Gassan
It was dark outside, and Gassan was still at his desk studying. It was no way to spend the summer break, but his grades at the end of the year had been just good enough to get him into medical college without needing to take a remedial course. He didn't want to just barely scrape by.
There was another thing. Jake had called and asked if he wanted to come over to David's place, and Gassan had turned it down. They were going to be talking about Daniel's disappearance, maybe spreading out in the area and searching. Daniel's parents had got him on the missing persons list, of course, but that was the only news they'd heard. Maybe it was cowardice, but Gassan wanted to avoid thinking about it as much as possible, as if some sort of contagion had stuck to their group. Daniel would never have vanished willingly, not without leaving a message.
A message. He got his cellphone out of his pocket again and stared at the text he hadn't deleted.
Follow the white rabbit.
The number was nothing he'd seen before, definitely not Daniel's. When he'd tried getting back to them, no-one had answered.
Gassan put the cellphone back, carefully as if the message made it fragile, and returned to the biology book, but he was barely focused enough to read the words. He'd barely read a column when there was a clear knock on the window.
His window faced out on the garden, just shapeless blackness now. Gassan hesitated only a moment before turning around, but that moment was long enough for him to realise that he was afraid.
At first he couldn't see anything, just the tiny bead of a distant lamppost. Then he heard the rustle of movement. A pale human form stood upright on the other side of the glass. It was a girl, about his age, slender, but not human. What he had thought was white body-paint was short, neat white fur covering everything he saw, and that was most of her: she wore only panties, a bra, and silk stockings that were almost as long as pants. All her clothing was white, and difficult to distinguish against the pallor of her fur. Long white rabbit ears stuck up from her glossy black hair, and her face was pretty, human-shaped around a little pink animal snout. Her crystalline eyes were wide, but he didn't know if it was with fear or if that was something common to whatever creature she was. She was still there, a slender clawed hand raised to the window-glass.
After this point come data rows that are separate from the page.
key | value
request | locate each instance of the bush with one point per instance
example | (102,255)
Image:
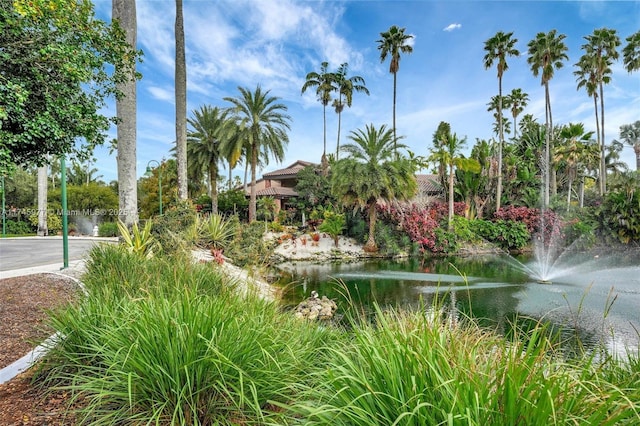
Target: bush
(108,229)
(19,227)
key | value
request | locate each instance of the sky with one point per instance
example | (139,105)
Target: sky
(275,43)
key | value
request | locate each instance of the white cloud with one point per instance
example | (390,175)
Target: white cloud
(452,27)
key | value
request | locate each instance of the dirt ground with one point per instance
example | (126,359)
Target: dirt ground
(24,302)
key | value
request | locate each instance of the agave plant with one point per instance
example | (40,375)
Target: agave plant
(138,241)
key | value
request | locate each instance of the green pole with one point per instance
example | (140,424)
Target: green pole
(63,196)
(4,211)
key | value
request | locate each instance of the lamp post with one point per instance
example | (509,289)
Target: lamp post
(149,173)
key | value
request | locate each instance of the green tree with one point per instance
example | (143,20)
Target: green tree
(264,125)
(600,52)
(324,83)
(53,95)
(546,54)
(630,135)
(345,88)
(516,100)
(372,172)
(210,129)
(393,43)
(448,151)
(498,48)
(574,143)
(631,53)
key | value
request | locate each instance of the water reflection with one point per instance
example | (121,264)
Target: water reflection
(599,304)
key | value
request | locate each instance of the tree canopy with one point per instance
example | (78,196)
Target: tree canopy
(56,72)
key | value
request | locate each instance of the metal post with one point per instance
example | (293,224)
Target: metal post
(4,210)
(63,196)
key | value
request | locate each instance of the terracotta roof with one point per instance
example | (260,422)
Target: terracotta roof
(429,184)
(290,171)
(277,191)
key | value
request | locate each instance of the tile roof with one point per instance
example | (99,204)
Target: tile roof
(429,184)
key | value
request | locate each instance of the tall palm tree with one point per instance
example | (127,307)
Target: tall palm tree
(181,103)
(631,53)
(448,152)
(498,48)
(124,11)
(264,125)
(630,134)
(210,130)
(393,43)
(600,52)
(324,82)
(516,100)
(574,142)
(546,54)
(372,172)
(345,87)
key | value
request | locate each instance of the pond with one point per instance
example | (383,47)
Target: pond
(593,297)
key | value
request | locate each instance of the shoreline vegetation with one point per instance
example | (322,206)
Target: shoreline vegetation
(168,340)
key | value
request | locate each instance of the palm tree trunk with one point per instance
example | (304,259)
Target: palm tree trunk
(370,246)
(42,201)
(252,195)
(181,104)
(500,143)
(124,11)
(603,164)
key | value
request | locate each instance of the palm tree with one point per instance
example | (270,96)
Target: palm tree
(574,141)
(498,48)
(264,126)
(546,54)
(516,100)
(630,134)
(181,104)
(210,130)
(600,52)
(124,11)
(393,43)
(324,82)
(631,53)
(448,152)
(345,87)
(372,172)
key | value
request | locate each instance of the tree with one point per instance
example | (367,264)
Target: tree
(181,104)
(124,12)
(574,144)
(264,124)
(546,54)
(393,43)
(448,152)
(631,53)
(600,52)
(516,100)
(498,48)
(345,87)
(372,172)
(630,134)
(53,95)
(324,82)
(210,130)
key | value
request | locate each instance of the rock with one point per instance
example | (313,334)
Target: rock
(315,308)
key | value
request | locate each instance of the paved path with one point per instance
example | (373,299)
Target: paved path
(39,252)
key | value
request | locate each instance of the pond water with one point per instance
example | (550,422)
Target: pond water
(594,297)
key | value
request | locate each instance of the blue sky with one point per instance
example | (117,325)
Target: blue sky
(275,43)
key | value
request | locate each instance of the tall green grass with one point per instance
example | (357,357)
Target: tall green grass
(162,341)
(408,368)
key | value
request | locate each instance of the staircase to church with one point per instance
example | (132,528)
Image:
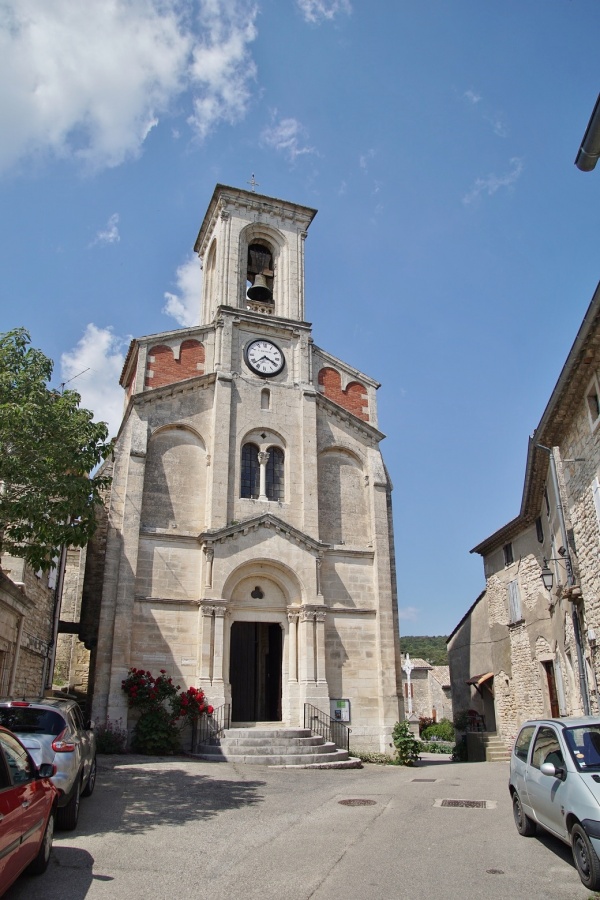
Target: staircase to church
(272,746)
Gassan unlatched the window and opened it, slowly so as not to startle her. Even then, the girl-creature tensed and looked like she was about to bolt. It felt as if he'd seen her before.
Her lower lip trembled when she looked at him. Her white silk top was so tight, it pressed her breasts up. Gassan forced his gaze up to her eyes. They trembled too, but he didn't know whether it was tears that made them so large and liquid.
“Please...” she whispered in English.
Her voice – breathy and choked – sounded almost familiar too, but maybe not as if he'd heard it for real, maybe like something from TV or a game.
“I'm not gonna harm you!” Gassan whispered and held out his palms in an “I come in peace” gesture.
“Please...” the girl said again. “Follow me...”
She turned from the window and ran. Gassan lost his balance and stumbled off the window-sill in his rush to keep up. She was almost lost at the end of the garden, it was only thanks to her blinding whiteness that he could still see her. Head throbbing, barely feeling the ground under his feet, he ran.